## 一个简单Word2Vec的例子

这个例子展示了如何利用DSW进行构造一个Word2Vec的学习，Word2Vec是NLP训练一个比较基础的数据处理方式，具体原理大家可以仔细阅读论文《[Efficient Estimation of Word Representations in Vector Space](https://arxiv.org/abs/1301.3781)》

我们准备一个文章text，然后通过这个文章的信息来学习出文章中单词的一个向量表达，使得单词的空间距离能够体现单词语义距离，使得越靠近的单词语义越相似。

首先我们把文章读入到words这个数组中。可以看到这个文章总共包括17005207单词。

In [25]:
import tensorflow as tf
import zipfile

with zipfile.ZipFile("text.zip") as f:
    words = tf.compat.as_str(f.read(f.namelist()[0])).split()
    
print('words size', len(words))

words size 17005207


然后我们准备一个词典，例子中我们限制一下这个词典最大size为50000, 字典中我们保存文章最多出现49999个词，然后其他词都当做'UNK'

In [27]:
import collections
import math

vocabulary_size = 50000
count = [['UNK', -1]]
count.extend(collections.Counter(words).most_common(vocabulary_size - 1))
print("最多5个单词以及出现次数", count[1:6])

最多5个单词以及出现次数 [('the', 1061396), ('of', 593677), ('and', 416629), ('one', 411764), ('in', 372201)]


In [None]:
为了后面训练的方便，我们把单词用字典的index来进行标识，并且把原文用这个进行编码

In [28]:
dictionary = dict()
for word, _ in count:
    dictionary[word] = len(dictionary)
data = list()
unk_count = 0
for word in words:
    if word in dictionary:
        index = dictionary[word]
    else:
        index = 0  # dictionary['UNK']
    unk_count += 1
    data.append(index)
count[0][1] = unk_count

print('编码后文章为', data[:10], '...')

编码后文章为 [5234, 3081, 12, 6, 195, 2, 3134, 46, 59, 156] ...

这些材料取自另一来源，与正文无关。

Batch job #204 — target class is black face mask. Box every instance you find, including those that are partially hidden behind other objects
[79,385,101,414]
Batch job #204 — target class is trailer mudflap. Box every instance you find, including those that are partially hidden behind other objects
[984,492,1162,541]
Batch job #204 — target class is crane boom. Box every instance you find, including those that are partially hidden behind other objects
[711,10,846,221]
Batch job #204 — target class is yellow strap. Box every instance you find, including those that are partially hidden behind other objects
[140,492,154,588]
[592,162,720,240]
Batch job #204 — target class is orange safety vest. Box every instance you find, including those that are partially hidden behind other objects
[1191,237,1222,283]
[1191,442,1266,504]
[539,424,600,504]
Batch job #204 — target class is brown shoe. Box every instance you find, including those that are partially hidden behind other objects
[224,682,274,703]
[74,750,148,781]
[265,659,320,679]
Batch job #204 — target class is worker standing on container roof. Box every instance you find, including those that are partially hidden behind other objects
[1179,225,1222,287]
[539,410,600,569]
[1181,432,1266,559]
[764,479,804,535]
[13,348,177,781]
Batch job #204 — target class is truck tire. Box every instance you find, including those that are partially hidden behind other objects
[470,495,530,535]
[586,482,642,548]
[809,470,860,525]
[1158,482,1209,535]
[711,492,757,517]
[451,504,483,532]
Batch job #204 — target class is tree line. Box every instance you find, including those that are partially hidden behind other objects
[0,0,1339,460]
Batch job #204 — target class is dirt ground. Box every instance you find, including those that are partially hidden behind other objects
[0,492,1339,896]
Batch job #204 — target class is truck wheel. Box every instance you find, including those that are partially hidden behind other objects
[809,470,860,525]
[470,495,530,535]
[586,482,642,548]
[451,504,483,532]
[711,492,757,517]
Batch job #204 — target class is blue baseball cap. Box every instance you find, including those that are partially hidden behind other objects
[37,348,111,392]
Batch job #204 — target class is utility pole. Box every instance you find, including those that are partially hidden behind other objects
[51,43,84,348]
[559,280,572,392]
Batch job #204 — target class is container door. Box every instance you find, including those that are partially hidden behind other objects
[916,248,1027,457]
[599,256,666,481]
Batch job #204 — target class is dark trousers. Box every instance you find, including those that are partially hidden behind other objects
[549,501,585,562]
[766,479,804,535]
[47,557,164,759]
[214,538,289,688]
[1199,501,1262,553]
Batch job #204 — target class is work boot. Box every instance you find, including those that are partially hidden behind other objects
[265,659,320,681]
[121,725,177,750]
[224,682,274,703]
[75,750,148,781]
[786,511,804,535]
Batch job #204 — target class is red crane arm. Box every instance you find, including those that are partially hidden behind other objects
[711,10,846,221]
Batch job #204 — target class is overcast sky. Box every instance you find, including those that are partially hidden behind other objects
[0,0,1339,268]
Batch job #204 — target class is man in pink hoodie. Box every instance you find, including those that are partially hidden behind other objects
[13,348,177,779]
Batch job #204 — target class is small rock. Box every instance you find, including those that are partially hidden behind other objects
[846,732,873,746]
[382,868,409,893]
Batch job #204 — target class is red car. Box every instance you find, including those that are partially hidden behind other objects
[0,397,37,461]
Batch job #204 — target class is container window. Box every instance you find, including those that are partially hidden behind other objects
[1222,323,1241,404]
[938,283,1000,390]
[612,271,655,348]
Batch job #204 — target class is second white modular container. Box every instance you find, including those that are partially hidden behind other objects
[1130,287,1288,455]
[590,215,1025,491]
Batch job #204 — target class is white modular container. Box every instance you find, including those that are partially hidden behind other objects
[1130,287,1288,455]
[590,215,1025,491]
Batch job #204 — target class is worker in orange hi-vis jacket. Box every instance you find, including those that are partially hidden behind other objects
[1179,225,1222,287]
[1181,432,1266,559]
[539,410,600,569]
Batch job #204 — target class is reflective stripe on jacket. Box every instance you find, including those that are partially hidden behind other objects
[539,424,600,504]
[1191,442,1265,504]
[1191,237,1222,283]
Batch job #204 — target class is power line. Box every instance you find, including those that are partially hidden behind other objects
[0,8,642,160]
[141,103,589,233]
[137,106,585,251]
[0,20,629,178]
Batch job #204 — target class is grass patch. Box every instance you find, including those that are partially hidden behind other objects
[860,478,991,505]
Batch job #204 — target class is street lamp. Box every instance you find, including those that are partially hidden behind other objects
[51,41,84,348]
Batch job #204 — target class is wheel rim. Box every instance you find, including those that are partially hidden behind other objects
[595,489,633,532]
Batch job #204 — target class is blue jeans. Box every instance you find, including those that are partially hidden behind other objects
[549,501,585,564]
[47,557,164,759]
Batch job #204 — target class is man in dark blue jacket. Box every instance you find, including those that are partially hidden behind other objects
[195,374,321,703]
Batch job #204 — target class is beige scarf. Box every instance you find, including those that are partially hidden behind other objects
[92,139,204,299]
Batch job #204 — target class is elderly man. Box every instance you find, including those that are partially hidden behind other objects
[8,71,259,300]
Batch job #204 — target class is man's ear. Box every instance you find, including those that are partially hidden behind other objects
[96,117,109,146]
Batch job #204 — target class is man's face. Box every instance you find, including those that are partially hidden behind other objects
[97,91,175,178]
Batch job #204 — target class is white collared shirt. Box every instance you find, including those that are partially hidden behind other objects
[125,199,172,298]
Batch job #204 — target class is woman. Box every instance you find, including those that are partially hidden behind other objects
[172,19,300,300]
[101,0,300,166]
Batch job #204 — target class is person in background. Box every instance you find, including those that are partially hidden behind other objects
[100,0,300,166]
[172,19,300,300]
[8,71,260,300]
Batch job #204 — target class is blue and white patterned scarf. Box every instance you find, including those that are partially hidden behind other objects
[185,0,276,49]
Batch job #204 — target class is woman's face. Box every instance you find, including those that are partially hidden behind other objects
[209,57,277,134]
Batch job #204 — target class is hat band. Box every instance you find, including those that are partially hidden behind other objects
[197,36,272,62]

建立一个方向查找表，等学习完，可以把单词的编码又变回到原单词

In [29]:
reverse_dictionary = dict(zip(dictionary.values(), dictionary.keys()))
print([reverse_dictionary[i] for i in data[:10]])

['anarchism', 'originated', 'as', 'a', 'term', 'of', 'abuse', 'first', 'used', 'against']


接下来我们进入正题，我们构造训练word2vec的样本，也就是skip gram论文中的方法，把这个定义为一个函数，留到后面训练时候用

In [30]:
import numpy as np
import random
data_index = 0
def generate_batch(batch_size, num_skips, skip_window):
    global data_index
    batch = np.ndarray(shape=(batch_size), dtype=np.int32)
    labels = np.ndarray(shape=(batch_size, 1), dtype=np.int32)
    span = 2 * skip_window + 1 # [ skip_window target skip_window ]
    buffer = collections.deque(maxlen=span)
    for _ in range(span):
        buffer.append(data[data_index])
        data_index = (data_index + 1) % len(data)
    for i in range(batch_size // num_skips):
        target = skip_window  # target label at the center of the buffer
        targets_to_avoid = [ skip_window ]
        for j in range(num_skips):
            while target in targets_to_avoid:
                target = random.randint(0, span - 1)
            targets_to_avoid.append(target)
            batch[i * num_skips + j] = buffer[skip_window]
            labels[i * num_skips + j, 0] = buffer[target]
        buffer.append(data[data_index])
        data_index = (data_index + 1) % len(data)
    return batch, labels

我们观察这个训练样本的样子

In [31]:
batch, labels = generate_batch(batch_size=8, num_skips=2, skip_window=1)
for i in range(8):
    print(batch[i], reverse_dictionary[batch[i]],
        '->', labels[i, 0], reverse_dictionary[labels[i, 0]])

3081 originated -> 12 as
3081 originated -> 5234 anarchism
12 as -> 3081 originated
12 as -> 6 a
6 a -> 12 as
6 a -> 195 term
195 term -> 2 of
195 term -> 6 a


现在我们来定义训练说需要的DNN模型

In [32]:
batch_size = 128
embedding_size = 128  # Dimension of the embedding vector.
skip_window = 1       # How many words to consider left and right.
num_skips = 2         # How many times to reuse an input to generate a label.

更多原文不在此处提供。